Tom Grieb is a Thayer Drive resident and member of the Harbor Commission, which voted March 1 to not accept the bill as written. He suggested either adding six feet landward to whatever the water line is at any given time, or following CRMC’s most recent shoreline map that the Harbor Commission has used to solve disputes. The mean high tide mark “is ill-defined even in this bill,” Grieb said.
He also charged that the legislation will do nothing to solve the “bad behavior” exhibited by many beach visitors.
Diana Ouellette, of Mussel Bed Shoal Road, agreed with his second point. Visitors to the shore in front of her house already camp out well past the six-foot line.
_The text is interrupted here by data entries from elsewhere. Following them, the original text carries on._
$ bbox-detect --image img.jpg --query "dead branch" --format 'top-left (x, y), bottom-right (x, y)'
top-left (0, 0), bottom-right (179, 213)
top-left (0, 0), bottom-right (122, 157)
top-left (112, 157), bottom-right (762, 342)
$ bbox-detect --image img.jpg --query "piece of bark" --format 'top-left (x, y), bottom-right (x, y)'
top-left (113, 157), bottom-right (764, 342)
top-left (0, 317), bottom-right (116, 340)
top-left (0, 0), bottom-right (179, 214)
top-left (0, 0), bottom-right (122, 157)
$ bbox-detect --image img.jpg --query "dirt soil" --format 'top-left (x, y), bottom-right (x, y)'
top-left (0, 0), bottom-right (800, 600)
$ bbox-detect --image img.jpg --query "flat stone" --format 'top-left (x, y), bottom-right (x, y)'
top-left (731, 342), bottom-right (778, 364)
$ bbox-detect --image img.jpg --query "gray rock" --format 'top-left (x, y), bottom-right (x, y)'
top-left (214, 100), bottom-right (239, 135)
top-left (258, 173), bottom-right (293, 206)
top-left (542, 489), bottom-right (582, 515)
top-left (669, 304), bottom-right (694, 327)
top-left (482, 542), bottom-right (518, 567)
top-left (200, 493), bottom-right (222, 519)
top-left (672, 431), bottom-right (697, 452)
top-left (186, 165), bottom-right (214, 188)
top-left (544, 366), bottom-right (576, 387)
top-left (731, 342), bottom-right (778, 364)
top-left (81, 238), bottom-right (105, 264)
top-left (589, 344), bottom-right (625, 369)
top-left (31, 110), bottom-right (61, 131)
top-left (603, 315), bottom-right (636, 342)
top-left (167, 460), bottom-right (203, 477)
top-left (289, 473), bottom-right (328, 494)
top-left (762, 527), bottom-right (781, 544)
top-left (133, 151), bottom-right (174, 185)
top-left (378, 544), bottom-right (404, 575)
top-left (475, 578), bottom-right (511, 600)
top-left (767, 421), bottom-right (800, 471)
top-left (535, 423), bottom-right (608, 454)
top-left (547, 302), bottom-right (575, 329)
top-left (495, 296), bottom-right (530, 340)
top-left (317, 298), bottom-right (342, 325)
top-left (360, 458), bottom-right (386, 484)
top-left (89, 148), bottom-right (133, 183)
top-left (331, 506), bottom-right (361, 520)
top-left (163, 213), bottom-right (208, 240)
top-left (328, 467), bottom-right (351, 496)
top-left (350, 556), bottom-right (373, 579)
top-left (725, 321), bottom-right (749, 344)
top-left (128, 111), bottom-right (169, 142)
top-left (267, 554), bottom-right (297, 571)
There are no facilities and they often stay there all day, said Ouellette, noting she calls one tree “the poop tree” because she’s always finding soiled toilet paper around it.
After Levesque’s motion to support the Charlestown resolution failed to get a second, council member Daniela Abbott commented that the only thing made clear during the discussion “is that the Town Council should not vote on this. As we saw tonight, there’s a whole laundry list of issues that need to be aired out at the State House. I would vote we don’t vote on it.”
The council took no action, prompting applause from most of those in attendance.
Defenders speak out
Levesque said almost everything he heard Monday had to do with people behaving badly after using a legal right of way. “But those are different problems … as opposed to people having access,” he said.
Besides Cortvriend and Levesque, the only other person to speak in favor of the bill was Topher Hamblett, director of advocacy for Save The Bay, who served on the House study commission. “I can tell you the process was very rigorous,” said Hamblett, noting that scientists who worked with the commission said that most of the time during its 18.6-year metonic cycle, the mean high water mark is underwater.
“What (the bill) does do is restore a right that has been (lost over the years) through rising seas,” he said. CRMC would have to engage in “intensive education” and use signage as part of the process. The bill doesn’t make any current illegal activity legal, he added.
Following the meeting, Cortvriend said she was disappointed with all the negative comments about her bill, but that it was a complicated topic and much of what she heard was inaccurate.
“Analysis by the scientists at URI’s Coastal Institute has revealed that the continued use of the MHW (mean high water) standard, particularly in light of rapidly increasing sea level rise, amounts to a denial of the public’s constitutional rights to use the shore. It simply renders Rhode Islander’s rights and privileges of the shore illusory. The unintended consequence of using the MHW as the boundary has been a de facto taking from the public,” she said.
Cortvriend reminded residents that House bill 5174 has not been heard yet, so they are welcome to come to the State House and testify when it’s time. She suggested members of the public create an online account at the General Assembly’s “Bill Tracker” website and plug in any bills they’re interested in. When a hearing is scheduled, the user will be notified by e-mail.